My doctor contacted me the next day, saying that she had gotten my ER notes and was going to have the nurse manager call me the following Monday to help me find an appointment to follow up. At my follow up, my blood pressure was still high. After we talked a bit about what was going on, we realized that I had been fine up until she increased my Prozac. She thinks that there is a very good chance that the increased dose triggered a reaction in my body, like a less severe version of serotonin syndrome, which in extreme cases can be fatal. Even if it was not serotonin syndrome, Prozac is a drug that when you first start taking it or have an increase in dose, it can actually INCREASE fear and anxiety for a few weeks. So just something to realize and pay attention to. I think due to my small dose and dose increase it wasn’t as severe as it could have been. However, unfortunately for me, I have a whole lot of anxiety tied up with my blood pressure anyway, as a result of my month in the hospital while pregnant with Wyatt for pre-eclampsia, which probably exacerbated the whole situation on top of things. Yay me. So, my doctor came up with a new plan. We dropped the Prozac back down to 10mg, since I can’t simply just stop taking it completely just like that, and she put me on an entirely different blood pressure medicine. And Xanax, the lowest dose for a short time until I get through this time of transition. I am not super comfortable with that last one, but I do need it right now and don’t plan on taking it longer than I need to. I will take magnesium instead, when the time comes. She told me that it is going to take a little bit to get things (blood pressure) back to normal again, and to not expect it to be back to where it was (110/75!) in just three days. I am impatient to get back there though, so I have to fight that inclination and disappointment as well, and believe that I will get better, but it will be a process.

As for my anxiety, well, right now that is pretty good. I think that once the excess Prozac has left my system finally, I will be much better. And as for the jump scare of taking my own blood pressure, Billy and I team up. He takes it, doesn’t tell me what it is, and records it for me. He knows the parameters that our doctor gave for it, and also knows how to contact her if needed.

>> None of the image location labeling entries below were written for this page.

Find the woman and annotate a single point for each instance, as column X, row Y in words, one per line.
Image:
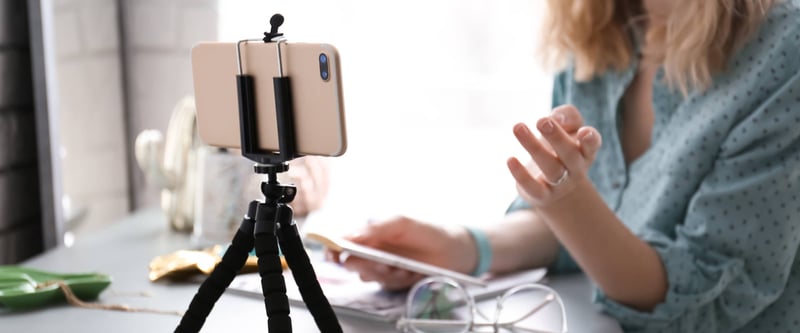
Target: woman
column 668, row 173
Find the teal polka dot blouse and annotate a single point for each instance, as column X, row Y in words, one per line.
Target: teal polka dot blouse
column 717, row 194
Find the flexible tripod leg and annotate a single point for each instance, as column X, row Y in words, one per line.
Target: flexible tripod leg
column 303, row 272
column 212, row 288
column 273, row 285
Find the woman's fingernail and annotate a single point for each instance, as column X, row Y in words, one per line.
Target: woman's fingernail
column 546, row 126
column 560, row 118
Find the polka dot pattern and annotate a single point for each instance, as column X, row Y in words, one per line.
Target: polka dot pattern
column 718, row 192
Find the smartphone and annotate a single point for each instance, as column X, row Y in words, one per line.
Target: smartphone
column 342, row 245
column 315, row 78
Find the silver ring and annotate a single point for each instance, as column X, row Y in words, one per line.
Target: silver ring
column 561, row 179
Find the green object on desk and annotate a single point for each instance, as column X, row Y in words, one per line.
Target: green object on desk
column 24, row 288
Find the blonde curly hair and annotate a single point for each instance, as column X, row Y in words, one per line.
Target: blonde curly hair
column 692, row 44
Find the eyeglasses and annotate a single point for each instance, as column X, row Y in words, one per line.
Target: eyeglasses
column 442, row 305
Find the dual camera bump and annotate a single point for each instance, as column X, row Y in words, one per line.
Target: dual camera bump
column 324, row 67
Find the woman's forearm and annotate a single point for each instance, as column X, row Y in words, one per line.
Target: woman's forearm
column 522, row 240
column 627, row 269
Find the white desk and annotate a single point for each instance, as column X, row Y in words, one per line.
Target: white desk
column 124, row 249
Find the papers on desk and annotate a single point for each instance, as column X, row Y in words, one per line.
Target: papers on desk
column 350, row 296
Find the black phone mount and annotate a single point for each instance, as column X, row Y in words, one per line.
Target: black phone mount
column 268, row 226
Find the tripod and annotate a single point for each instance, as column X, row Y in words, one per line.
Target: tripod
column 268, row 224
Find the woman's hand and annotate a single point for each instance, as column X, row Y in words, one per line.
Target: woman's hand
column 562, row 156
column 451, row 248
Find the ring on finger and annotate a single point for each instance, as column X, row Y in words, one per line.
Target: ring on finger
column 561, row 179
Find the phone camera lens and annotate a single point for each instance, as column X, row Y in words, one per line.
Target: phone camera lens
column 324, row 71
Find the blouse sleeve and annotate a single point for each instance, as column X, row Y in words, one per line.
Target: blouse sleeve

Mental health is such a fragile thing, sometimes. Medication can be good, but also, we need to pay attention to what our bodies are telling us. Sometimes they work and sometimes we have reactions. I never read side effects because I am a person who will automatically get them if I read them, but if I take something and feel weird, I contact the doctor and let them decide. I was nervous to write this post, so many people don’t believe in medication for mental health and look down on those who take it, think they are weak. I don’t feel that way. Your body chemicals can be out whack anywhere – brain, cholesterol, hormones, heart, what have you, and it is important to take care of yourself, and if taking a medication can help and doesn’t hurt you, then so be it. But also, if you do take something and know something is wrong, do not be afraid to bring it up to your doctor. I also think you should be able to have an open, trusting relationship with your doctor. My doctor is wonderful, she listens to me, considers what I am saying, allays my fears, and is very responsive to emails – all things that I need in a doctor.

It has been a wild few months for our family and homeschool has suffered, I haven’t been as available to my mother as I need to be, but I am managing that guilt as well. I need to take care of myself so that I can get better and get back to my normal life. I am thankfully very very blessed with supportive family and friends who are helping me through these times and hopefully I will be back to my normal self soon.

Consider this my PSA for the month! Lol. Take care of yourselves, no matter what that looks like for you!